The economic advantages to the county could include an increase in property tax revenue of about $1.4 million, said Amy Higginbotham, an economist with West Virginia University's Bureau of Business & Economic Research, who provided an impact study and was hired by Freeman.

The overall economic impact could be as much as $552.4 million over the 14-year building period, she said.

During the first five years, about 150 construction jobs could be available, and over the full building period, about 500 construction jobs are projected, said Carrie Jenkins, Freeman's project coordinator.

An estimated $18.2 million is projected in economic growth from Coolfont residents and their visitors. It is projected that more than 300 jobs will be created to sustain the Coolfont residents and visitors, Jenkins said.

Mark Kaiser of Potesta & Associates, a Charleston engineering and environmental firm, said the 100-year flood plain will not be affected. He said the project calls for collecting and releasing rainwater slowly, thus lessening the severity downstream.

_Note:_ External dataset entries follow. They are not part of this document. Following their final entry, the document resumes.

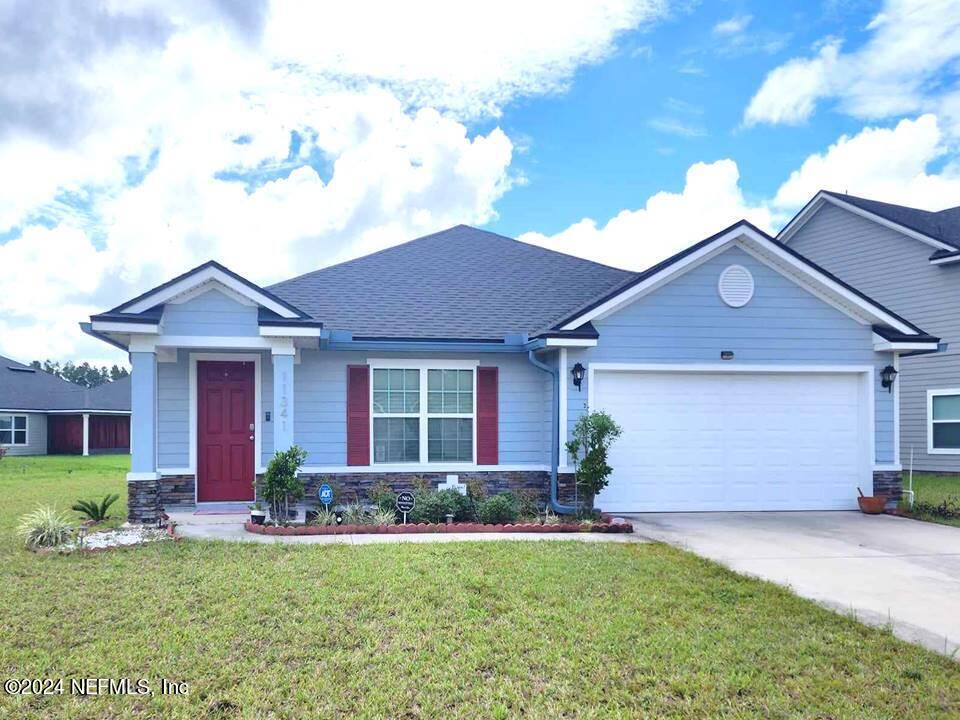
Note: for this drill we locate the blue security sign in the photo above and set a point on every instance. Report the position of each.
(326, 494)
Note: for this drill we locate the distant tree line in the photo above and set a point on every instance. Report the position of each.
(84, 374)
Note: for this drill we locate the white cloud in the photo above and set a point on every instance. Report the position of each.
(668, 222)
(906, 66)
(732, 26)
(887, 164)
(139, 128)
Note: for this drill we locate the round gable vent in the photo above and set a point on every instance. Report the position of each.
(735, 286)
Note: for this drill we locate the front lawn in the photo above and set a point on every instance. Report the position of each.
(931, 492)
(507, 629)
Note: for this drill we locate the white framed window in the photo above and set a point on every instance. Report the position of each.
(943, 421)
(13, 429)
(423, 411)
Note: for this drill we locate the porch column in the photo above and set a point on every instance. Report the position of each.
(283, 398)
(143, 415)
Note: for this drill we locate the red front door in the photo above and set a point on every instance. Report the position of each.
(224, 431)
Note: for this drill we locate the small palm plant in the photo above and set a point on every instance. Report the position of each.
(97, 512)
(44, 527)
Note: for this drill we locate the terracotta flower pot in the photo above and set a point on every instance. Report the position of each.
(872, 505)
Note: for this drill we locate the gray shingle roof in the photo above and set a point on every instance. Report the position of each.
(943, 225)
(23, 388)
(460, 283)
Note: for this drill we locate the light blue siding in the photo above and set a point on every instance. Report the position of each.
(685, 321)
(143, 418)
(36, 436)
(211, 313)
(320, 409)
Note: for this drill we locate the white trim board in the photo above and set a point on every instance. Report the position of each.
(830, 290)
(820, 198)
(257, 409)
(205, 276)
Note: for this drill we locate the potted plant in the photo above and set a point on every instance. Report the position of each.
(871, 505)
(258, 513)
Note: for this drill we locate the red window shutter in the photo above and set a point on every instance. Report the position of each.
(487, 416)
(358, 415)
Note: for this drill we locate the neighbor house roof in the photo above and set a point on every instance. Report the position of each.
(26, 388)
(461, 283)
(941, 228)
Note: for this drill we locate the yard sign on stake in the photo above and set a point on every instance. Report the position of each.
(405, 503)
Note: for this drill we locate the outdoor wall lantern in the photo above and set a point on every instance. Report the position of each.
(887, 376)
(577, 372)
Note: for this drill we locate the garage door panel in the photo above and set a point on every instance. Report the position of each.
(737, 441)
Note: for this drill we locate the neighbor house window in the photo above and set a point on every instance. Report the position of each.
(13, 429)
(422, 415)
(944, 426)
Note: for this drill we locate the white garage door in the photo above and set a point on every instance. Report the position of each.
(735, 441)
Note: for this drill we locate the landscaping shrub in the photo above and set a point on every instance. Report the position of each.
(44, 527)
(501, 508)
(434, 506)
(383, 516)
(382, 495)
(593, 435)
(281, 486)
(93, 510)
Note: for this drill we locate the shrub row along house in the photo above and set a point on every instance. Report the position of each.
(744, 376)
(41, 414)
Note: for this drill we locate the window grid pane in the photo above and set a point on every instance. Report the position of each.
(396, 440)
(450, 392)
(450, 440)
(396, 392)
(946, 407)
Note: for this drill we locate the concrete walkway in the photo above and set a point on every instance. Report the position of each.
(230, 527)
(884, 570)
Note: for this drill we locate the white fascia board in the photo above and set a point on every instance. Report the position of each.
(571, 342)
(881, 344)
(288, 331)
(791, 229)
(200, 278)
(122, 327)
(718, 245)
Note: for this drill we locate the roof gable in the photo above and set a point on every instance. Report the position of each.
(763, 247)
(940, 230)
(210, 275)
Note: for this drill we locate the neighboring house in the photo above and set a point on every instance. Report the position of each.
(909, 260)
(41, 414)
(744, 377)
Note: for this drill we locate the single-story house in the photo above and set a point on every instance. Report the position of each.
(41, 414)
(908, 259)
(744, 376)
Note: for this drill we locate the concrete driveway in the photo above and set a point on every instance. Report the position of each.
(882, 569)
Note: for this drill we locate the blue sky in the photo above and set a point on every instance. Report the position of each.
(139, 140)
(595, 149)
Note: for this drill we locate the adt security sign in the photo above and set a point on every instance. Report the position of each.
(405, 503)
(326, 494)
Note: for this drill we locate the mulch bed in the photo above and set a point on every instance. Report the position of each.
(409, 528)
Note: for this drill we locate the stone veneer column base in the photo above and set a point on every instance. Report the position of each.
(143, 507)
(888, 482)
(146, 499)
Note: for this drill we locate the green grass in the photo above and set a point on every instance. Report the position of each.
(935, 489)
(485, 630)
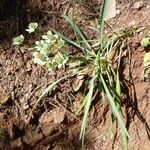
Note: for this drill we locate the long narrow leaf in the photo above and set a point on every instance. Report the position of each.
(115, 110)
(76, 29)
(102, 18)
(87, 108)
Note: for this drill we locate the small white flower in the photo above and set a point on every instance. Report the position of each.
(18, 40)
(32, 26)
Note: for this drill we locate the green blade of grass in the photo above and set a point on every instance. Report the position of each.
(76, 29)
(124, 132)
(102, 19)
(87, 108)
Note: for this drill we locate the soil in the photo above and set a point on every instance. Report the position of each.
(53, 125)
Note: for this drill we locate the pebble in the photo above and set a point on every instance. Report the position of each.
(138, 5)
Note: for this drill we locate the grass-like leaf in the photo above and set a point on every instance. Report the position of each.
(116, 112)
(76, 29)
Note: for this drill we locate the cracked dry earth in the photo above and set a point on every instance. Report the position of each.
(53, 125)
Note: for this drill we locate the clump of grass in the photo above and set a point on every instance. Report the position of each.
(104, 77)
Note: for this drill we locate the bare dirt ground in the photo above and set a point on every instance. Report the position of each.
(53, 125)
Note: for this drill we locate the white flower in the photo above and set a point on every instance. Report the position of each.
(18, 40)
(31, 27)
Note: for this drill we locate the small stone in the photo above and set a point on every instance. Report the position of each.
(138, 5)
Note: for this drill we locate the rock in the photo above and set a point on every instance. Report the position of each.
(138, 5)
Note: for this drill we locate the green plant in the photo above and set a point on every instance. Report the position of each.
(145, 42)
(48, 50)
(98, 56)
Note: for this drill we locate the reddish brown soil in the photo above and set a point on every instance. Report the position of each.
(53, 125)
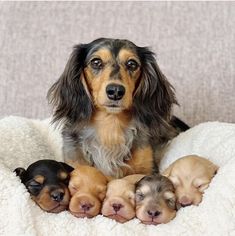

Lake Siri is to be expanded by 4.5 acres and a new 48-acre Lake Prospect is planned, Kaiser said. The dams must be safely regulated and will have ongoing inspections, he said.

Kaiser said about seven acres of the wetlands and habitat areas will be mitigated. The project's restoration will exceed the required 17 acres, he said.

Kaiser said the full building project would use only 2.3 percent of the estimated Cacapon Mountain aquifer recharge potential.

Halverstadt said the economy is struggling, but Freeman anticipated the downturn in 2005 and cut costs.

"We are financially stronger and have money in the bank," Halverstadt said. "We are in a position to move forward, and that is our intention."